A former New York State trooper from Kings Park has pleaded guilty to a single perjury charge for falsely testifying in a 2017 drunken driving case, Suffolk prosecutors said Tuesday.

Kevin Tunney, 34, pleaded guilty to first-degree perjury, a felony, and resigned from the department on April 30 as part of his plea agreement, according to a news release from the Suffolk County District Attorney’s office.

"Any time a police officer breaks the laws that he is sworn to uphold, it undermines the integrity of the entire criminal justice system," Suffolk District Attorney Timothy Sini said in a statement. "At its core, law enforcement’s job is to seek the truth in each case and to determine just outcomes based solely upon the evidence. That was not done here. My office will continue to hold anyone who breaks the law accountable — no exceptions."

Tunney, who joined the state troopers in 2014, is scheduled to be sentenced on June 28.

Tunney’s attorney Edward Sapone said Tuesday in a text message: "After having served two tours of active combat in Afghanistan and having been a NYS Trooper, Kevin has taken the appropriate step of accepting full responsibility. He looks forward to getting sentenced and beginning a new chapter in his life."

The state police also did not immediately respond to a message.

Prosecutors allege that on Nov. 1, 2017, Tunney arrested someone in the parking lot of a Bay Shore 7-Eleven store and charged the person with driving while intoxicated, aggravated DWI and failure to maintain lane. In the arrest paperwork that Tunney filled out, he falsely said he was driving behind the alleged drunken driver, whose name was not released, and saw the car swerve over the center double line and make an abrupt right turn into an exit-only driveway of the 7-Eleven’s parking lot.

In addition to the claims Tunney made in his arrest report, he also testified to those statements on Jan. 18, 2019 during a pretrial hearing in First District Court in Central Islip, prosecutors said.

But when the district attorney’s office reviewed surveillance footage from the 7-Eleven on the night of the arrest, it showed that Tunney was already inside the store when the alleged drunken driver arrived, and therefore Tuney could not have followed the driver on Bay Shore Road or observed the driver failing to stay in their lane, prosecutors said.

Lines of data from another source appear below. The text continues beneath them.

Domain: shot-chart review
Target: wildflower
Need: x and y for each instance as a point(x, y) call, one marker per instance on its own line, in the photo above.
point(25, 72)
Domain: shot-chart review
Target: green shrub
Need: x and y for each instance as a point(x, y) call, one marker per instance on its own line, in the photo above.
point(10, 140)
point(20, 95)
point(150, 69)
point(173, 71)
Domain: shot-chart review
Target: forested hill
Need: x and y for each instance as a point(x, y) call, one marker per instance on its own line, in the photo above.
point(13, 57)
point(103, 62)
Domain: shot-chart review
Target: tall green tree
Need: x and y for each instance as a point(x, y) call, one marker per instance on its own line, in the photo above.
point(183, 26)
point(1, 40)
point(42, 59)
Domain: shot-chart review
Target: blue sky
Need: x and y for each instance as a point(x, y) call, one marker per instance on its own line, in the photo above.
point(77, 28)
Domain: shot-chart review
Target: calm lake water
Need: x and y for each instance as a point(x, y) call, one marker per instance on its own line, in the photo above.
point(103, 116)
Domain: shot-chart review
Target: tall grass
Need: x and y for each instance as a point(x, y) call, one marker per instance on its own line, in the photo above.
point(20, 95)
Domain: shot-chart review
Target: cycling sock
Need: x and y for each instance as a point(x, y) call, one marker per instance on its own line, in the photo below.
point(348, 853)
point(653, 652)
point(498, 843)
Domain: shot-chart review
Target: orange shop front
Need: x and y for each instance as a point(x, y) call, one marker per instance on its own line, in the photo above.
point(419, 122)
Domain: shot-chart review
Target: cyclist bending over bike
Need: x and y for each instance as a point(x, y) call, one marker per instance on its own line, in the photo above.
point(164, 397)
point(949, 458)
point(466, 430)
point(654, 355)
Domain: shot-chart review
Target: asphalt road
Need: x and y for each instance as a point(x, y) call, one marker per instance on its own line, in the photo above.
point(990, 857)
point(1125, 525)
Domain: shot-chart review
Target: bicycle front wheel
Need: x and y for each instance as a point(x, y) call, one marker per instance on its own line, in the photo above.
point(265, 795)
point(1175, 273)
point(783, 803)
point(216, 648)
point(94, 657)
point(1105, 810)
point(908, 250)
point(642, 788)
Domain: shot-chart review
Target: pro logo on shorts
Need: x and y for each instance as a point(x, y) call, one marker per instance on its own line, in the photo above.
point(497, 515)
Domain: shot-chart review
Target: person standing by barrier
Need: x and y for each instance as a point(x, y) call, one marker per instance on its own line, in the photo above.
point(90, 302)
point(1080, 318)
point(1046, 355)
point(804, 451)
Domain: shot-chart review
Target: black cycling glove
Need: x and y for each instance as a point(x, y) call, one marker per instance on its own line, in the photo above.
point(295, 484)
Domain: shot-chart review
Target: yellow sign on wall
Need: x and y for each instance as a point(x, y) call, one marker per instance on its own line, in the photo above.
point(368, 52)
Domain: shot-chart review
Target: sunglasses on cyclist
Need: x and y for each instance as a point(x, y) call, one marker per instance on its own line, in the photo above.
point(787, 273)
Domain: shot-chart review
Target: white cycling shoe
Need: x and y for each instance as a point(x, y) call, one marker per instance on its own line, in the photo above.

The footage also showed that the individual had entered the parking lot through the appropriate entranceway, not through an exit-only driveway as Tunney testified.

Prosecutors did not reveal Tunney’s motive for lying. Charges against the person arrested by Tunney were dismissed. The District Attorney’s office said it conducted a review of all its previous prosecutions in which Tunney was a witness or potential witness and "found no evidence of additional misconduct."